The Middle East & Africa’s (MEA) growth prospects for 2022 and 2023 have also been raised by 250 and 100 basis points, respectively. Due to a strong rebound from the pandemic and economic malaise, particularly in previously beleaguered markets, such as Turkey, as well as rapid IT infrastructure spending, including hyperscaler buildouts, MEA market looks more positive. The negative impact of the Ukraine-Russia crisis on the region will be only marginal.
Asia-Pacific’s growth outlook improved by 0.9 percentage points in 2022, largely due to PRC (China) and other developed Asian markets (i.e., Australia, Japan, Singapore, Korea, etc.). Japan’s growth rate was lifted by 0.2 to 0.6 percentage points per year for the next five years while Australia, New Zealand, Korea, and Singapore all saw adjustments of 100+ basis points in 2022 and 2023 growth rates.
The forecast for China’s market growth has been adjusted up to 6.4 percent and 8 percent for 2022 and 2023, respectively. While China’s GDP growth is expected to cool down, IDC believes that digital transformation remains central to the country’s long-term new infrastructure initiatives, which will further drive services spending in both the public sector and strategic industries, such as BFSI, manufacturing, and energy.
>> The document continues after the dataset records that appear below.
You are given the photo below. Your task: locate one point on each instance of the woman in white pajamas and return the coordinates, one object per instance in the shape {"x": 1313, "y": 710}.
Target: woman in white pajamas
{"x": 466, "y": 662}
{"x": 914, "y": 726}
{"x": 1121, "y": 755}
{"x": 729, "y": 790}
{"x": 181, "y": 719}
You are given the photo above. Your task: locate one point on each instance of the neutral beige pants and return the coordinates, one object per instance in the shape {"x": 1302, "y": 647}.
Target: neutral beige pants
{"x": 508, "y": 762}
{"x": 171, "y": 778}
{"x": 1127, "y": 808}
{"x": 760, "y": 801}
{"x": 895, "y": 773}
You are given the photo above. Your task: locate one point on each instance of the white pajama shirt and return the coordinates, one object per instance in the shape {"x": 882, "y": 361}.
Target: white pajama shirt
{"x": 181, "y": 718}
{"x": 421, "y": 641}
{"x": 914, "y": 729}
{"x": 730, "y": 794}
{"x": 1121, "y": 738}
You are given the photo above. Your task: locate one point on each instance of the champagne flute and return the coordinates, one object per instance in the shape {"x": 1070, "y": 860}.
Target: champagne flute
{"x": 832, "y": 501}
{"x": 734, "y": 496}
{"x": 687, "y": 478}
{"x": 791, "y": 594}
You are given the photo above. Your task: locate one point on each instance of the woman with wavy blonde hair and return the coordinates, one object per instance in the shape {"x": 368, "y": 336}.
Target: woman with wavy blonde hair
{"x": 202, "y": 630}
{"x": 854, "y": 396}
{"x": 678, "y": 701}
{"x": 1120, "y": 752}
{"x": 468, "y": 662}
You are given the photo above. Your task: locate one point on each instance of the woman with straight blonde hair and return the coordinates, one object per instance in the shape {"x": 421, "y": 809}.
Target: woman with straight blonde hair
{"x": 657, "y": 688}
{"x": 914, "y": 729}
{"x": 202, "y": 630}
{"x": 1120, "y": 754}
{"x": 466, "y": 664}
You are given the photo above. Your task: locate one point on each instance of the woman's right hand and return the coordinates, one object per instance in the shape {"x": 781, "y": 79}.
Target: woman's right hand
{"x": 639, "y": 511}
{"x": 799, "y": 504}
Within the IT and business services markets and across all regions, cloud-related services spending has been the main growth accelerator since 2020. It forecasts to continue to grow close to 20 percent YoY in 2022 and between 15 percent and 20 percent over the next three years.
More services providers can also be seen crossing over from IT and business services to operational technology (OT) services. Even after accounting for the supply-side disruption, caused by the Ukraine-Russia crisis, the product engineering and operational technology engineering services and operational technology services markets are forecast to grow twice as fast as IT and business markets.
Overall, while inflation may artificially increase market size in the short term, this is largely offset by demand instability and rising labor costs.